The co- existence of communicable and non-communicable diseases, also termed as the double burden of disease, has been impacting populations significantly across the world. The impact of this double burden on older population is naturally more severe. The prevalence of non-communicable diseases has been on rise in older people with longer life spans and due to lifestyle and dietary factors as well as occupational and environmental hazards. At the same time, older people remain to be vulnerable to a number of communicable diseases due to poor nutrition, sanitation and hygiene.

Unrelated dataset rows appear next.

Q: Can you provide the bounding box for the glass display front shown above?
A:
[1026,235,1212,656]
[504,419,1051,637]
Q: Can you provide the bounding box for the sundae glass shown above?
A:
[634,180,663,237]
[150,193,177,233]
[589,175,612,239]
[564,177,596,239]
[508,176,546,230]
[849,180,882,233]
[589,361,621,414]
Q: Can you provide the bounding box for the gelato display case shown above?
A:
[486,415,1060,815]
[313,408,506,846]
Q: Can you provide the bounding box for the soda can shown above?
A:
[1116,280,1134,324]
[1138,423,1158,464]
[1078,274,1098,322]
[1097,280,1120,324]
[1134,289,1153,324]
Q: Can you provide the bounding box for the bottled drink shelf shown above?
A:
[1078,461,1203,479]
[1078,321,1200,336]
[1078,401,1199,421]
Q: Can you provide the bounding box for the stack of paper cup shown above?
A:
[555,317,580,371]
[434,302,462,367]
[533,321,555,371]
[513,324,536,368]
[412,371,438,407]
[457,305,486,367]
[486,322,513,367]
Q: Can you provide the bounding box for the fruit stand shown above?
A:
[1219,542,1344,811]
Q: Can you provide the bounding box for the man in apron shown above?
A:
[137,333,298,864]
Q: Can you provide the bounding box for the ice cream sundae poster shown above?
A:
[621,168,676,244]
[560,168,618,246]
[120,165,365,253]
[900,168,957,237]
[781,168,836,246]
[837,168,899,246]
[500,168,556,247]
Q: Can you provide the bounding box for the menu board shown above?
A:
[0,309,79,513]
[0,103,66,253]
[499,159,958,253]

The situation is more of a concern in South Asia where the numbers of older people are rapidly growing and older people here continue to live in severe poverty and difficult living conditions. While communicable diseases have been traditionally prevalent in the region, NCDs have also been on consistent rise making the double burden of disease very relevant in South Asia. Developing nations in South Asia ? namely India, Pakistan, Bangladesh, Sri Lanka and Nepal have been seeing unprecedented economic growth in the past ten to fifteen years. They have also been struggling to fight the onslaught of communicable and lack of nutrition related diseases for a very long time. The double disease burden refers to the rise of communicable and non-communicable diseases (NCDs). Inefficient healthcare delivery systems and high rates of urbanization have contributed to periodic rises in communicable diseases such as tuberculosis, malaria and HIV. At the same time, as life expectancy increases in these nations, there has been a concomitant hike in the prevalence of NCDs such as cancer, diabetes and cardiovascular disease. This double disease burden is a common characteristic of such developing nations and the increasing morbidity and loss of economic activity has the risk of hampering economic growth.
In India, the Thar Desert in the North-West of the county is an extremely under-developed region. Poverty in Rajasthan is inextricably linked to the local environment. The proportion of people living below the poverty line is much higher than the national average as they live in the dry or un-irrigated areas where rainfall is low and highly variable. Marginalization in Thar occurs on the basis of age, gender and social status. Older people account for approximately 2 million of the state?s population and are amongst the most vulnerable. The State shows some of the lowest health indicators in India. Primary health care in the State has not reached a large number of poor people, especially women, people belonging to the lower castes and communities living in remote areas. Health problems are linked to poverty, poor hygiene practices, insufficient education and limited access to health services due to remoteness of villages and limited trained staff often shared between health posts. Amidst this, older people?s health status has been significantly impacted in Thar. The double burden of disease in older people is highly prevalent. The NCDs have emerged in the forms on hypertension, diabetes, arthritis, dementia and eye ailments. Main communicable diseases include malaria, TB and other respiratory infections like pneumonia. The double burden impacts the life of older people significantly affecting overall quality of life, leading to morbidity and causing financial losses.
GRAVIS, an NGO based in the Thar Desert of Rajasthan, has been working to empower the rural communities for the last 30 years. It takes an integrated approach towards rural development and emphasizes on water security, food security, education and healthcare. GRAVIS covers over 1,200 villages with its activities and interventions and benefits about 1.2 million people living in Thar. Health has been a major area of GRAVIS work and the focus has been on improving the health conditions of elderly, women and children living in Thar. Keeping this in view, GRAVIS has set up a comprehensive, rural hospital in a village of Thar Desert. This 70-bed facility is fully equipped and is manned with a team of well qualified doctors and nurses. The facility caters to people living in about 100 villages in the surrounding area and is a major source of medical help.
Ageing and health is an important programmatic priority for GRAVIS. To address the double burden of disease among older people, GRAVIS is working on several fronts. A first aspect addresses the curative needs by providing medical services to older people through GRAVIS hospital as well by outreach medical services. Secondly, there is strong focus on educating older people on double burden of disease, self-care and preventive aspects. Along with educating older people, a major focus has also been on developing local capacity through training health workers and peer educators. Thirdly, GRAVIS s actively engaged in advocacy and research on older people?s health status to generate evidence and aimed at overall improvement of the service delivery status. Overall, GRAVIS? efforts on ageing and health reach out to about 100,000 older people and have led the path to improved quality of life for those older people.
The world is going through a rapid demographic transition, with steadily increasing older population. The double burden of disease is very relevant in the many parts of the world and present complex socio-economic and medical challenges for the communities and governments. A multi-dimensional approach needs to be taken up to make major inroads in the situation. There is a need of working on regional level guidelines and directions through active advocacy and research, followed by active implementation strategies at national level in participation with NGOs, civil society and older people groups.